Paul Ryan Says Carter Years ‘The Good Old Days’
(GREENVILLE, N.C.) -- Paul Ryan on Monday compared the president to Jimmy Carter, using a line Democrats have been asked over the past two days, saying the country is not “better off” than four years ago and “simply put, the Jimmy Carter years look like the good old days compared to where we are right now.”
“Folks, there’s a little gathering going on in Charlotte,” Ryan said to a crowd at East Carolina University, some 230 miles from where the Democratic National Convention is being held in Charlotte. ”President Obama is going to be giving a big speech, there’s going to be lots of speeches, lots of words. Let me quote President Obama four years ago. ‘If you don’t have a record to run on then you paint your opponent as someone people should run from.’ Ladies and gentleman that is exactly what Barack Obama is doing today. The president has no record to run on. In fact every president since the Great Depression who asked Americans to send them in to a second term could say that you were better off than you were four years ago except for Jimmy Carter and President Barack Obama.”
Ryan is referring to Obama’s speech to the DNC in 2004. He continued the Obama/Carter comparison, comparing unemployment rates as well as delinquent mortgages during the current administration and under Jimmy Carter’s.
“When you take a look at what we’re going to hear in Charlotte today, the president can say a lot of things, and he will, but he can’t tell you that you’re better off,” Ryan continued.
The line of attack was a brand new one for the vice presidential candidate, he even glanced at notes on a stand at the rally in the student recreation center every now and then, more than he usually does on the stump.
The campaign is quickly reacting to Obama surrogates Sunday and Monday who at first struggled to answer the question of “Are we better off?” or answered no. Monday, Obama officials and even Vice President Biden enthusiastically made their point that the country is better off. Biden watered it down to what he called a “bumper sticker” slogan.
“Folks let me make something clear, and say it to the press – America is better off today than they left us when they left,” Biden said at a Labor Day rally in Detroit. ”Let me just sum it up this way folks, you want to know why we’re better off? I got a little bumper sticker for you. Osama Bin Laden is dead and General Motors is alive.”

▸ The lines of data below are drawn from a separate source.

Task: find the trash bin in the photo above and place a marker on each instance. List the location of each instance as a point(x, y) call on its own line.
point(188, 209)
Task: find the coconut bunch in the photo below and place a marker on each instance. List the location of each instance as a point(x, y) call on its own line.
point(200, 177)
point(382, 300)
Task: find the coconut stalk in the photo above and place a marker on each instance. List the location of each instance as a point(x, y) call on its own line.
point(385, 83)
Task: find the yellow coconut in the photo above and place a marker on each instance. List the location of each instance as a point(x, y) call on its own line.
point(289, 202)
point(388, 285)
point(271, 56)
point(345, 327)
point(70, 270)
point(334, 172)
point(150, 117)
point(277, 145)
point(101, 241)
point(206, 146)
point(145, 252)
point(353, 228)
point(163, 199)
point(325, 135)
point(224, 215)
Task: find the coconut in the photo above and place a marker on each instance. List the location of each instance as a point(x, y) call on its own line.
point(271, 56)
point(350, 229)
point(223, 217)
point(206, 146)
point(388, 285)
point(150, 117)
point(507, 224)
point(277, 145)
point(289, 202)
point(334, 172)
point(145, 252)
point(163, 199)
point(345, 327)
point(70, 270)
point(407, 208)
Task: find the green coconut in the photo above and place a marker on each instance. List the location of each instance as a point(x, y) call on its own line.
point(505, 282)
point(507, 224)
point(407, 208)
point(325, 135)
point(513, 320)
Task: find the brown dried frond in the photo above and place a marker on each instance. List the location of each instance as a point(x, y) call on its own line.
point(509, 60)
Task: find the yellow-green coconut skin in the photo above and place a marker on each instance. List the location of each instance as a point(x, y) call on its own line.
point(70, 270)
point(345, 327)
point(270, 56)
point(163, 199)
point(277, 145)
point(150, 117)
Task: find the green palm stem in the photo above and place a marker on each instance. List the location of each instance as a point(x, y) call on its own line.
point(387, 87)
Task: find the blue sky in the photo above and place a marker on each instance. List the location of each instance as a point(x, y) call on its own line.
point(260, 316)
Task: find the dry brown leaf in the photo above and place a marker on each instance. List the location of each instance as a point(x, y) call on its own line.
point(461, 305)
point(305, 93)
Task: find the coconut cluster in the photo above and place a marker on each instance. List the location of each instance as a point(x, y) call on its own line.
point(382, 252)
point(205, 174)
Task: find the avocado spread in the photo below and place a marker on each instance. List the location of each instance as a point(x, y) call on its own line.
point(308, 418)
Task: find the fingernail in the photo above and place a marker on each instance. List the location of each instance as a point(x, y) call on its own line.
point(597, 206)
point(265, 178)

Biden was also supposed to “bracket” the RNC just as Ryan is here on Monday, but Hurricane Isaac got in the way, diverting his plans.
This state is representative of the Obama campaign’s 2008 victory, winning the state that had gone red for 30 years. But in 2012—despite the DNC being held here—it’s a different landscape and both sides are fighting hard for the state. Ryan on Monday called it “crucial.”
“We’re going to hear a lot of words from Charlotte this week,” Ryan continued. “But here’s the kind of words we’re not going to hear. We’re not going to hear evidence and facts about how people are better off. You see the president cannot run on this record. He’s run out of ideas. And so that is why he’s going to be running a campaign based on envy and division, based on frustration and anger. Hope and change has now become attack and blame.”
A new poll out Monday from Elon University and the Charlotte Observer shows Romney with a slight lead in North Carolina with 47 percent support to 43 percent support. The last poll done in the state was done at the end of August, but before the Republican National Convention. That poll had Romney and Obama statistically tied with 48 percent Romney to 47 percent Obama.
Ryan previewed what the president will speak about, possibly at his convention speech this week.
“You’ll hear the president talk about this a lot,” Ryan said in front of over 2,000 people at East Carolina University plus two over flow crowds. “He’ll say that we just want tax cuts to go to really wealthy people and at the expense of everybody else.”
Ryan continued, saying “here’s how this game works in Washington” pointing fingers at Democrats and his fellow Republicans.
“Republicans in the past are just as guilty as Democrats,” Ryan said. “What happens is you pay your taxes, you send your money to Washington, and then special interest groups come and they get the little carve outs in the tax code, and then if you do what Washington approves of, they might give you some of your money back. We just want you to keep your money in the first place.”
The Obama campaign immediately responded to Ryan’s claims saying “it’s no surprise that America’s Go Back Team is spending their time waxing nostalgic about how things were three decades ago.”
“Instead of the President’s forward-looking vision for an economy built from the middle out, Mitt Romney and Congressman Ryan want to take us back to the same top-down policies that caused the collapse -budget-busting tax cuts for the wealthy on the middle class’ dime and letting Wall Street write its own rules again. That’s not a recipe for strengthening the middle class – it’s the same failed scheme that devastated the middle class in the first place,” Obama spokesperson Danny Kanner said in a statement.
Ryan is far from the only Republican in the state trying to counter the Democrats’ message as their convention begins on Monday. The RNC is holding an entire counter-convention outside of the event including press conferences from GOP politicians and RNC Chairman Reince Priebus.